No preparations for Tishah b'Av may be made until Shabbos is over. Tishah b'Av shoes or Kinos [unless studied on Shabbos] may not brought to shul until nightfall, even in an area with an eiruv.


Thursday, 18th July 2019

Shaimos - Torah books and scrolls - are sacred and must be disposed of in a respectful manner. These are usually buried out of respect.

Wedding invitations, Charity letters and Jewish newspapers often have reference to the name of G-d at the top.

However, unless they have the actual name of Hashem (G-d) written out properly,  invitations, newspapers , Tzedaka letters etc. with Torah written on them  can be double wrapped in 2 plastic bags and either discarded directly, according to many Rabbis, or according to the more stringent Rabbis they may be left out at the curbside for the rubbish collectors to discard of, so it will be done indirectly.

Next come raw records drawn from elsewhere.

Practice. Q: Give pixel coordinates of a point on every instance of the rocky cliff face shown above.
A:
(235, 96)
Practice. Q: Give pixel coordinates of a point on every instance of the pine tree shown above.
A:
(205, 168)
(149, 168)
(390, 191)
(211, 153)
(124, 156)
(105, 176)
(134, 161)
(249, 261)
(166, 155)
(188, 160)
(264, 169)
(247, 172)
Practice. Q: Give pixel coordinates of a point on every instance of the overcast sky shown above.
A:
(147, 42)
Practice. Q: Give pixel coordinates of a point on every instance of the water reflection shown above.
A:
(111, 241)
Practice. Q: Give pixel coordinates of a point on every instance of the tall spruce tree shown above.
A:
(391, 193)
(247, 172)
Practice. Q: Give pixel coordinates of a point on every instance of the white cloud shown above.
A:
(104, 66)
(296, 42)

Birchas HaMazon (Grace after meals)

Friday, 12th July 2019

Birchas HaMazon (Grace after meals) should be recited sitting down, even if the eating was done while standing or walking around, as bentching (saying grace) whilst standing or walking cannot be done with proper Kavanah (concentration). 
Even those listening to the bentching from another person and being Yotzei (fulfilling the grace) with their bentching must be sitting. 
However, if it was recited while standing or walking around [within the room where he/she ate],  he/she has satisfied their obligation.
Moreover, if  one is walking to a destination and stopping to bentch will cause him/her to arrive late, the Bentching may be said while walking, provided that the eating was also done while walking.
If one ate in a car, bus or train, he/she must sit and bentch in his/her seat.

Sharing a table

Thursday, 4th July 2019

Two acquaintances are not allowed to share the same table, if one is eating a meat meal and the other is eating a milky meal.

This applies to friends, family and even casual acquaintances who wouldn't feel comfortable sharing their food.

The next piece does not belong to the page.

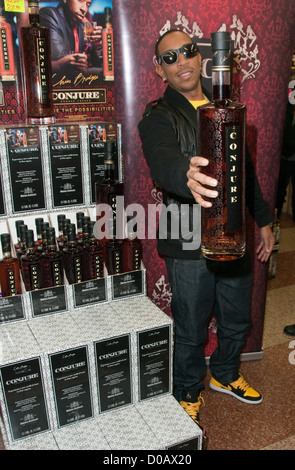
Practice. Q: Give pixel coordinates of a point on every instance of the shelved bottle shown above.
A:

If there is some sort of separation on the table, then they are allowed to share the table. For example, if they each have their own place mat, or there is something between them on the table that normally is not on the table.

They should not share the same cup, jug or bottle, since food can get stuck on it and passed from one to the other.

They also should not be sharing the same loaf of bread. The custom is that they do not even share the same salt cellars.